How good you are at building bridges with GLaDOS instead of burning them is only half of it. Portal fans will experience a share of familiar elements from the series that not only keeps it interesting, but make good use of them, too. Sentry turrets will attack on sight when you come into their vision and they come packing with the same shooting sound and voice. Energy pellets make a return needing to be guided and that familiar sound of a floating electrical orb will certainly tickle the ear. The Companion Cube, laser beams, both propulsive & repulsive gels for speed and bouncing respectively, etc all make an appearance. Players will also get to experience more than 2 differently colored portals for the first time in the series. The 60 test chambers feel well-designed and fun to figure out. I did experience two minor bugs which both happened once on separate occasions. Music stopped playing every time I tried to loop it again and another where the game chugged in single digit framerate caused by a driver’s entry/re-entry calculation in a portal.
Not all of it makes me feel GLaD, however. The mechanics in Bridge Constructor Portal make for so much potential in a creation mode, which both the Bridge Constructor and Portal series are no stranger to.
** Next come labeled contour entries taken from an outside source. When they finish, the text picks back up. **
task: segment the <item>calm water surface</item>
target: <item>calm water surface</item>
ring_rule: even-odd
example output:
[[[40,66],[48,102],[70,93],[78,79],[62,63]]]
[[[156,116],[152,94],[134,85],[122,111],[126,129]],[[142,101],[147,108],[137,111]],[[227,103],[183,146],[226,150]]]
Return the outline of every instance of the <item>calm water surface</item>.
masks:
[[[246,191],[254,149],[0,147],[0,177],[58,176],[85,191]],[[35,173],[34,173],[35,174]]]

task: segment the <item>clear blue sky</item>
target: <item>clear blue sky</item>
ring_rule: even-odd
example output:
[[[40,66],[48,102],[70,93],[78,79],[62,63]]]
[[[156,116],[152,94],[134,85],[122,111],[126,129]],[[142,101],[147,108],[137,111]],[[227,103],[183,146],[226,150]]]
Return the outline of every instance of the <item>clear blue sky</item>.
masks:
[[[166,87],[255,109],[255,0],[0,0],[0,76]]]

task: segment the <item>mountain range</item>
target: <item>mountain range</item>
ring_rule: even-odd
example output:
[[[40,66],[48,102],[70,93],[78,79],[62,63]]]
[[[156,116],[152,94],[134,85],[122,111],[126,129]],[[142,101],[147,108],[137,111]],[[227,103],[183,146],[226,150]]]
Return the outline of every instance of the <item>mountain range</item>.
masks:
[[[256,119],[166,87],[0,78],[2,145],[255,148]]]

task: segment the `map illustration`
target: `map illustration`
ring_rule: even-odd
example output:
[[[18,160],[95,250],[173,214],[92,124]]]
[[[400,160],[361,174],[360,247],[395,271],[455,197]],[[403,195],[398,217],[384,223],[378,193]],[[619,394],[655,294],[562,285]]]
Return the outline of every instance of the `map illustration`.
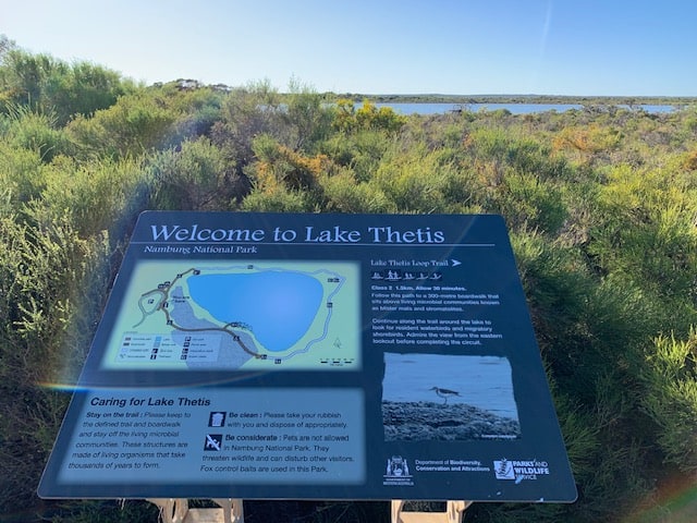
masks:
[[[358,281],[342,262],[140,262],[102,367],[360,368]]]

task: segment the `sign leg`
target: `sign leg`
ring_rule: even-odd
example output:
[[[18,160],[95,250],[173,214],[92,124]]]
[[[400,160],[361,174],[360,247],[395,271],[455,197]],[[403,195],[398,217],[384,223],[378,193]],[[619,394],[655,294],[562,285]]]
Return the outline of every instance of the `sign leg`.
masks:
[[[472,501],[448,501],[445,512],[406,512],[404,500],[393,499],[390,510],[392,523],[462,523]]]

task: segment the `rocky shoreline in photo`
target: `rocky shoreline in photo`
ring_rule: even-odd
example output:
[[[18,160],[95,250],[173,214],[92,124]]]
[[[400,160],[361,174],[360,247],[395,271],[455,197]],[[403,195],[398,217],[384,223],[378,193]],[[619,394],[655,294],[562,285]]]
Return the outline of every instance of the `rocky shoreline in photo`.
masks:
[[[521,424],[464,403],[382,402],[386,441],[515,439]]]

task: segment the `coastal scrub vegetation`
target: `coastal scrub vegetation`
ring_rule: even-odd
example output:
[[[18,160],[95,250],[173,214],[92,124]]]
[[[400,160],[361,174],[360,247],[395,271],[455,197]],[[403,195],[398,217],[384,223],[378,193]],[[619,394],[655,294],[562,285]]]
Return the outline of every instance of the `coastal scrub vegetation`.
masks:
[[[0,513],[154,521],[147,503],[35,496],[61,388],[76,380],[140,211],[497,212],[579,498],[480,503],[465,521],[621,521],[697,471],[695,144],[689,106],[405,117],[295,80],[285,93],[136,85],[4,41]],[[276,521],[388,518],[387,503],[274,503]]]

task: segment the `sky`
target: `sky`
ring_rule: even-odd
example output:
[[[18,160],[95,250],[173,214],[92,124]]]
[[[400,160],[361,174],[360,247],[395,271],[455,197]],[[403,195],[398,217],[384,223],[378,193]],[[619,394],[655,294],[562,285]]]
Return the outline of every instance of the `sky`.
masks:
[[[0,0],[33,53],[152,84],[697,96],[694,0]]]

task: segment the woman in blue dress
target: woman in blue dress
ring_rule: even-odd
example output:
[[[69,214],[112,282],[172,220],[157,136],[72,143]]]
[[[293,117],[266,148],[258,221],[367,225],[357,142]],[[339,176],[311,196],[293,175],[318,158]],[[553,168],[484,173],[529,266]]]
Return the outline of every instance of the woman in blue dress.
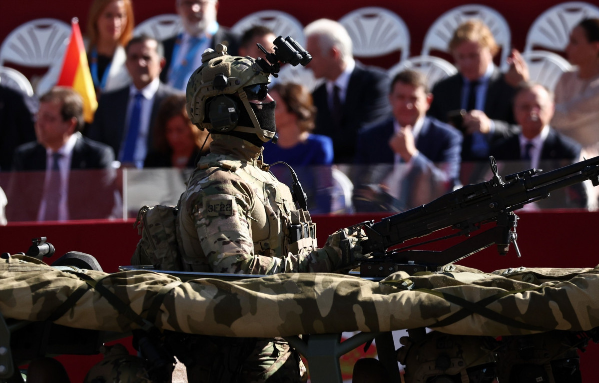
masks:
[[[332,201],[332,141],[313,134],[316,108],[305,87],[292,83],[277,83],[268,90],[277,102],[275,118],[279,140],[264,144],[264,162],[285,162],[293,167],[308,196],[312,214],[331,212]],[[277,165],[271,171],[288,185],[292,180],[287,167]]]

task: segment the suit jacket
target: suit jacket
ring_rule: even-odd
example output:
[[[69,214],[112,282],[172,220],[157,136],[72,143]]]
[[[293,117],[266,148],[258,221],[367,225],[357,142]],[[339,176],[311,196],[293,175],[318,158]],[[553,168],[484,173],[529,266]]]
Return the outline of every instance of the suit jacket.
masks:
[[[545,172],[574,163],[580,158],[580,145],[569,137],[558,133],[553,128],[543,143],[539,167]],[[491,147],[491,154],[499,161],[522,161],[519,135],[508,137]],[[504,164],[502,172],[513,174],[530,168],[522,162]],[[588,196],[582,184],[551,192],[551,197],[541,200],[537,205],[541,208],[585,207]]]
[[[32,101],[0,84],[0,171],[11,169],[17,146],[35,139]]]
[[[114,154],[110,147],[75,134],[79,136],[71,154],[71,169],[75,171],[69,175],[69,218],[108,218],[114,206]],[[35,221],[44,194],[46,148],[37,142],[22,145],[13,163],[7,217],[9,221]]]
[[[332,139],[335,163],[351,163],[355,155],[358,130],[383,118],[391,111],[387,97],[389,84],[385,72],[356,62],[347,84],[339,127],[335,127],[331,115],[326,84],[314,90],[312,95],[317,109],[314,132]]]
[[[168,75],[168,69],[171,68],[171,63],[173,62],[173,51],[175,48],[175,44],[179,36],[168,38],[162,41],[162,45],[164,47],[164,57],[167,60],[167,63],[162,68],[162,71],[160,74],[160,81],[165,84],[168,82],[167,78]],[[209,48],[213,49],[217,44],[224,44],[227,46],[226,51],[231,56],[237,56],[239,50],[240,37],[229,31],[228,28],[223,26],[219,26],[218,30],[214,35],[212,37],[212,41],[210,42]],[[201,54],[203,52],[200,52]]]
[[[435,84],[432,89],[432,102],[427,114],[444,122],[449,122],[447,114],[461,108],[463,87],[464,78],[459,73]],[[495,125],[494,133],[488,138],[490,146],[495,141],[515,133],[512,125],[515,123],[512,101],[515,93],[516,89],[506,82],[503,74],[495,67],[489,79],[483,110]],[[472,154],[471,145],[471,135],[467,135],[462,144],[462,161],[481,159]]]
[[[359,132],[353,176],[354,184],[358,189],[364,184],[377,184],[394,172],[395,156],[388,144],[394,133],[392,117]],[[398,210],[403,210],[430,202],[451,191],[458,183],[461,144],[462,133],[455,128],[435,118],[425,117],[416,137],[416,148],[420,153],[409,165],[406,165],[407,172],[400,180],[398,200],[388,202]],[[358,211],[371,209],[370,203],[361,207],[360,203],[356,202]]]
[[[98,103],[98,110],[92,123],[85,131],[85,135],[92,139],[106,144],[112,147],[115,156],[120,153],[120,146],[126,134],[127,107],[129,105],[129,86],[102,95]],[[158,114],[160,103],[165,98],[181,92],[162,83],[154,95],[150,117],[150,129],[147,136],[148,151],[153,147],[154,126]]]
[[[519,135],[511,136],[496,143],[491,147],[491,154],[500,160],[522,160]],[[568,160],[573,162],[577,161],[580,156],[580,144],[558,133],[553,128],[549,128],[541,148],[540,161]]]

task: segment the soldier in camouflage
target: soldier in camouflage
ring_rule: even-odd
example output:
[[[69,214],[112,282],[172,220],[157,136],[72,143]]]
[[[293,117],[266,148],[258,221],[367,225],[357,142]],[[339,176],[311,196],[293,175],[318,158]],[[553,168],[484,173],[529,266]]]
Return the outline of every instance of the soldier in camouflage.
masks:
[[[187,112],[213,141],[179,203],[177,241],[184,269],[273,274],[350,269],[365,257],[363,233],[340,230],[317,248],[310,214],[295,206],[289,188],[262,161],[262,144],[275,136],[276,128],[268,74],[249,56],[229,56],[222,45],[207,50],[202,62],[187,85]],[[225,376],[234,382],[301,381],[298,355],[282,338],[240,344],[211,338],[203,342],[209,345],[204,349],[190,350],[195,354],[193,362],[186,363],[190,381],[225,381]],[[232,359],[240,361],[226,361]],[[217,364],[232,366],[215,373]]]

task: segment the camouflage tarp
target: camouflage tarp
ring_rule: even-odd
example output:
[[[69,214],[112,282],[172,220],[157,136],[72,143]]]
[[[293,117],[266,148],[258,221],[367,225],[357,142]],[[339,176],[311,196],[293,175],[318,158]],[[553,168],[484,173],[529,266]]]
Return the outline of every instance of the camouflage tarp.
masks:
[[[128,306],[159,328],[229,336],[423,326],[497,336],[599,326],[599,266],[493,273],[458,267],[412,276],[400,272],[382,282],[331,273],[183,282],[153,272],[86,270],[79,276],[15,257],[0,261],[0,312],[5,318],[50,318],[73,327],[138,328],[134,314],[123,314]],[[95,288],[93,281],[82,280],[85,276],[98,281]],[[98,292],[104,288],[126,306],[115,309]]]

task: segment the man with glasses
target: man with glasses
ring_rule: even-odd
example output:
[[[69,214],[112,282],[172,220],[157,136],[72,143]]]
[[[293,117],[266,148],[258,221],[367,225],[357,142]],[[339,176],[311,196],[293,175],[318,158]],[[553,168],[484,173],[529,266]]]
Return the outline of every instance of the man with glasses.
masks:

Being able to create a level for a friend just seems so perfect for this game and now it seems DLC is the only hope for it which is something I’d happily pay for. The game also keeps track of how much money is spent on construction per test chamber. This would make sense if there was a limit to how much you could spend, which then makes you rethink your methods of construction, but it’s limitless. A perfect Convoy run and the least amount of money wasted on construction would be cool bragging rights if there were leaderboards, but there isn’t and there should at least be one for friends. Despite that, no limit on spending does make for freedom in creativity and I like that quite a bit. I’ve known multiple methods to any test chamber. The largest stress given wasn’t on any bridge, but the fact that in the later test chambers, the quantity of colored portals reaches even higher and a few of the colors look extremely similar that it was difficult for me to determine which portal led to another. While it made for a few giggles here and there, the time it spent constructing a failure is also something to consider. Why not a colorblind mode? Puzzle games have been doing this for a very long time. At the very least, create a new design or match them by numbers. Even with those shortcomings, the challenge, Portal charm and bridge simulation offered me a fun time for sure. It could be argued that this game is the next best thing in the Bridge Constructor series. It is in Portal’s by default.